Arbutus Biopharma Corporation (NASDAQ: ABUS) gab Pläne für ein modifiziertes niederländisches Auktionsbietangebot bekannt, mit dem bis zu 230 Millionen US-Dollar an Stammaktien zum Preis von 5,00 USD bis 5,75 USD pro Aktie in Bar zurückgekauft werden sollen.

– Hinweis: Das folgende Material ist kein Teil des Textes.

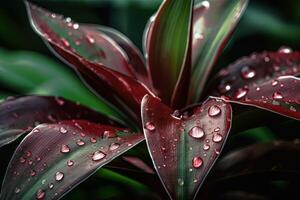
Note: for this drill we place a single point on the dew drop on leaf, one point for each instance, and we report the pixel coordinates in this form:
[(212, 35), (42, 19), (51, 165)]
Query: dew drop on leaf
[(197, 162), (277, 95), (59, 176), (64, 149), (150, 126), (40, 194), (196, 132), (214, 111), (98, 155), (114, 146), (217, 137)]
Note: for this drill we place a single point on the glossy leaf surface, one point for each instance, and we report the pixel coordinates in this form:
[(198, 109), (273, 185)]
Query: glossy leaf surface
[(184, 148), (214, 21), (21, 115), (168, 45), (114, 86), (54, 158)]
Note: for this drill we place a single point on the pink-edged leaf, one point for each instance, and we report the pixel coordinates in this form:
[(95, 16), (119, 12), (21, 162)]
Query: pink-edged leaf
[(54, 158), (20, 115), (85, 40), (256, 69), (139, 163), (135, 58), (183, 149), (281, 95), (214, 21), (121, 90), (168, 45)]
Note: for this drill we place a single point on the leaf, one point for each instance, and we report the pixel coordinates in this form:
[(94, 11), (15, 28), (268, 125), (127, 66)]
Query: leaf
[(31, 73), (168, 44), (214, 21), (184, 149), (100, 76), (18, 116), (54, 158)]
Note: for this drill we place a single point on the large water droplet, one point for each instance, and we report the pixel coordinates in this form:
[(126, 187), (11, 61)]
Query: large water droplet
[(197, 132), (59, 176), (247, 72), (114, 146), (150, 126), (63, 130), (217, 137), (242, 92), (65, 148), (40, 194), (197, 162), (277, 95), (214, 111), (70, 163), (98, 155)]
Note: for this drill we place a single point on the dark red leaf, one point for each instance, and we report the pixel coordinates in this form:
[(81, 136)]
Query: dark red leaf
[(121, 90), (263, 80), (54, 158), (184, 148), (18, 116)]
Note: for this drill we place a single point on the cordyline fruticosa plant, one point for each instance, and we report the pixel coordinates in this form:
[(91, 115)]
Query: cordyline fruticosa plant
[(159, 92)]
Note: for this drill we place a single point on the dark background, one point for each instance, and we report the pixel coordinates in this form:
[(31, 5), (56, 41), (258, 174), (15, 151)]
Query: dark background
[(266, 25)]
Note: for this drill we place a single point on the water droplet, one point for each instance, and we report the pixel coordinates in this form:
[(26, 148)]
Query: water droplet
[(70, 163), (197, 162), (40, 194), (114, 146), (180, 182), (59, 176), (80, 142), (90, 39), (17, 190), (217, 137), (64, 148), (247, 72), (206, 147), (150, 126), (277, 95), (93, 140), (214, 111), (197, 132), (75, 26), (63, 130), (98, 155), (242, 92), (285, 50)]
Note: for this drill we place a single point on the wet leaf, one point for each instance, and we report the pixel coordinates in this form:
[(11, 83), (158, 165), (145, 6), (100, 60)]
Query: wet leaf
[(118, 88), (214, 21), (184, 147), (21, 115), (168, 44), (54, 158)]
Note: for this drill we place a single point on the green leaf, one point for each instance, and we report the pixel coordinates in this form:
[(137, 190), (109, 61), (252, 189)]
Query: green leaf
[(169, 44), (214, 21), (31, 73)]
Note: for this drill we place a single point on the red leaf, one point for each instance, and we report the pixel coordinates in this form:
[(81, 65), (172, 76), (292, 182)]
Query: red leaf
[(18, 116), (53, 159), (262, 80), (184, 149), (280, 95), (120, 89)]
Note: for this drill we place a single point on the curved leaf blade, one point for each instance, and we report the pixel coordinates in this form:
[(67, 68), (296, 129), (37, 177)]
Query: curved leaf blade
[(18, 116), (184, 149), (214, 21), (54, 158), (169, 40)]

Die Rückkaufaktion, deren Beginn am oder etwa am Montag erwartet wird, unterliegt einer Ausnahmegenehmigung im Rahmen der amerikanischen und kanadischen Wertpapiergesetze, einschließlich der Anforderungen bezüglich eines angemessenen Angebots. Arbutus hat die erforderlichen Genehmigungen beantragt und erwartet, das Angebot auf Basis der erhaltenen Genehmigungen einzuleiten. Das Angebot wird voraussichtlich am oder etwa am 29. September 2026 abgeschlossen, sofern es nicht verlängert oder annulliert wird.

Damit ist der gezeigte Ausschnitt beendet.